The day's proceedings opened with a paper by Nigel Spivey (Cambridge) exploring the contribution of Sir Ernst Gombrich (the only living figure to be discussed at the conference). His paper situated the art historian against the backdrop of the Vienna school and pointed to the work of Karl Popper and fellow émigré, Sigmund Freud, as early influences. Anthony Snodgrass (Cambridge) offered a psychological insight into the personality of John Beazley, contrasting the scholar's hedonistic and homoerotic experiences as a young man at Oxford, with the austere scholarly persona which he was later to develop in his work on Greek vase painting. Geoffrey Waywell (King's College, London) gave a paper which addressed Bernard Ashmole's use of casts and photographs in the study of ancient sculpture, particularly in reuniting sculptural fragments housed in different European collections.

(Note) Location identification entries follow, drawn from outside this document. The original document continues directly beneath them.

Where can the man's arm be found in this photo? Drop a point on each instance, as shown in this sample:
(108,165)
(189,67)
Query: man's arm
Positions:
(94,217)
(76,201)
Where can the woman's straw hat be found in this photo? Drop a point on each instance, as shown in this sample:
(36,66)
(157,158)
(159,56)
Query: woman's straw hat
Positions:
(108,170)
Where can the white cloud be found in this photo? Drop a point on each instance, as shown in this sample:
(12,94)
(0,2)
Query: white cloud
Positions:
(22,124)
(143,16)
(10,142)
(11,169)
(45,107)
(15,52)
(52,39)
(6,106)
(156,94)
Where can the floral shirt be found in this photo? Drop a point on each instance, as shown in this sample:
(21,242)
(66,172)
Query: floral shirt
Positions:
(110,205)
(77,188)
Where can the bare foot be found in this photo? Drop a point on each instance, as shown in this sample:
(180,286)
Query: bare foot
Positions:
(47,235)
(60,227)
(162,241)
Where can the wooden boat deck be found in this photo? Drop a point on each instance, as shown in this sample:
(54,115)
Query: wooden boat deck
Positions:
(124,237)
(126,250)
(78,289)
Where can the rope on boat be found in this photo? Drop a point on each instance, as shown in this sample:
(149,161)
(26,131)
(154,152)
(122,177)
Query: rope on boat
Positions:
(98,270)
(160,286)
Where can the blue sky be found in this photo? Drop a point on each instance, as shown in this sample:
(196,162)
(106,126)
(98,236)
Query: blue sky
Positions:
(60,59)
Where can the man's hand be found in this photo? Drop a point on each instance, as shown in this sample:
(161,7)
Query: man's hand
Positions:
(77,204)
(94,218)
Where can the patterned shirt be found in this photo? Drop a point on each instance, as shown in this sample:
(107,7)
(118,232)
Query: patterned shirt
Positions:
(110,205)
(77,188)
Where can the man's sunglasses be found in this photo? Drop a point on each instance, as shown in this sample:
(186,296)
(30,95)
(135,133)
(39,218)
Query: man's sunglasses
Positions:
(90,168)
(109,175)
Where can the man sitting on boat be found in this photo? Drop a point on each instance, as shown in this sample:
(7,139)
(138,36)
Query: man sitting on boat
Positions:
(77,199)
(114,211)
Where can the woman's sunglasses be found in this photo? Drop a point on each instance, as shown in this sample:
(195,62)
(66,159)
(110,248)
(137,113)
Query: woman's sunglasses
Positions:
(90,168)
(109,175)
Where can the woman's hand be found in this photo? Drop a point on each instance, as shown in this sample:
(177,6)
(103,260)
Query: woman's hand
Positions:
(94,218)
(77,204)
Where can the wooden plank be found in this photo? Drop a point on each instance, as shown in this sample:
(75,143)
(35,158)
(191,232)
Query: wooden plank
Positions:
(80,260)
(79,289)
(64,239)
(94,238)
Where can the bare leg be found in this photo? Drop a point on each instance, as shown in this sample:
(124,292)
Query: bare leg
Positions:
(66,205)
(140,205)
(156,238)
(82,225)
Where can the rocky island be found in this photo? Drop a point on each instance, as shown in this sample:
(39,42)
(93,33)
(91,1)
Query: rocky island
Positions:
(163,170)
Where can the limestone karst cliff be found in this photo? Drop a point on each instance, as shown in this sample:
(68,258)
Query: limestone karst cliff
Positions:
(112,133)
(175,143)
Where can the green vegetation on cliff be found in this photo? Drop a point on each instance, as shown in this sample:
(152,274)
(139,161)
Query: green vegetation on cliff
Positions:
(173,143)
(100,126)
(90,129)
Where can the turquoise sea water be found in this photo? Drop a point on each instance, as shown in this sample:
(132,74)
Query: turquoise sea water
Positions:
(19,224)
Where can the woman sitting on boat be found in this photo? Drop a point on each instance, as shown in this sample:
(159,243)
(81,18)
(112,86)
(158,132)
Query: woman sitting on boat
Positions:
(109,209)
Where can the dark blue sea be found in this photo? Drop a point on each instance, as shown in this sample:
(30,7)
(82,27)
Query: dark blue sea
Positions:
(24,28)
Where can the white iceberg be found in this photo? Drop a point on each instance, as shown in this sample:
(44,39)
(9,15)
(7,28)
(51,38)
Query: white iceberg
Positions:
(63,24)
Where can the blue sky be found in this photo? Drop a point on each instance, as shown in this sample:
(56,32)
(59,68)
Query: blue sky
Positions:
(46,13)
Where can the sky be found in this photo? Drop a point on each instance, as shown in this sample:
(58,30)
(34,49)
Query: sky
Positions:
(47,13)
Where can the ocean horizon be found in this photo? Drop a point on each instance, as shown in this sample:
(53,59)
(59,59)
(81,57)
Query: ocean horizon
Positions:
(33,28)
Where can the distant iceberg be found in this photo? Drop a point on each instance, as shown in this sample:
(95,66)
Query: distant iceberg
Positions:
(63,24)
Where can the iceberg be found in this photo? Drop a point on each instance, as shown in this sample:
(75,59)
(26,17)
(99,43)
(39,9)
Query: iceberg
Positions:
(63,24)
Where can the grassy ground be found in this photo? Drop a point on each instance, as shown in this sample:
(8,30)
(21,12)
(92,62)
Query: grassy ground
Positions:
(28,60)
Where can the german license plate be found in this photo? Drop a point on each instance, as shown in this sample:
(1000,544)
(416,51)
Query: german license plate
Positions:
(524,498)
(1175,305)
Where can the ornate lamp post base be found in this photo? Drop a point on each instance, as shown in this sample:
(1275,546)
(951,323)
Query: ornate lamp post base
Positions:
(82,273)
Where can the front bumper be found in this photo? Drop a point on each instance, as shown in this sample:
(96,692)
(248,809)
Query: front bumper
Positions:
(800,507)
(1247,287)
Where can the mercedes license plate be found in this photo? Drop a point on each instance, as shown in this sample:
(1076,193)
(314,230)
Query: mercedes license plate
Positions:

Having focused in the morning on the legacy of Greek art, the afternoon session turned to Rome. Mary Beard (Cambridge) showed how Eugénie Strong's contribution to the study of classical art history extended far beyond that of the translator of Fürtwangler's Masterpieces of Greek Sculpture. Drawing on the unpublished letters of Strong and her contemporaries, Beard suggested that Strong was one of the first of our classical art historians to apply Morelli's methodology to the study of ancient sculpture. Marcello Barbanera (La Sapienza, Rome), who is currently writing a biography of Bianchi Bandinelli, revealed Alois Riegl and Kaschnitz von Weinberg as early inþuences on the Italian art historian, best known for his marxist theory of bipolarity in Roman art. Finally, Jas' Elsner (Oxford) looked at Riegl as a pioneer of viewing and relativism, exploring his attempt to write objective art history which would also embrace the idea of subjectivity.
After the papers there followed a discussion which raised issues such as the development of the 'professional' study of classics in the nineteenth century.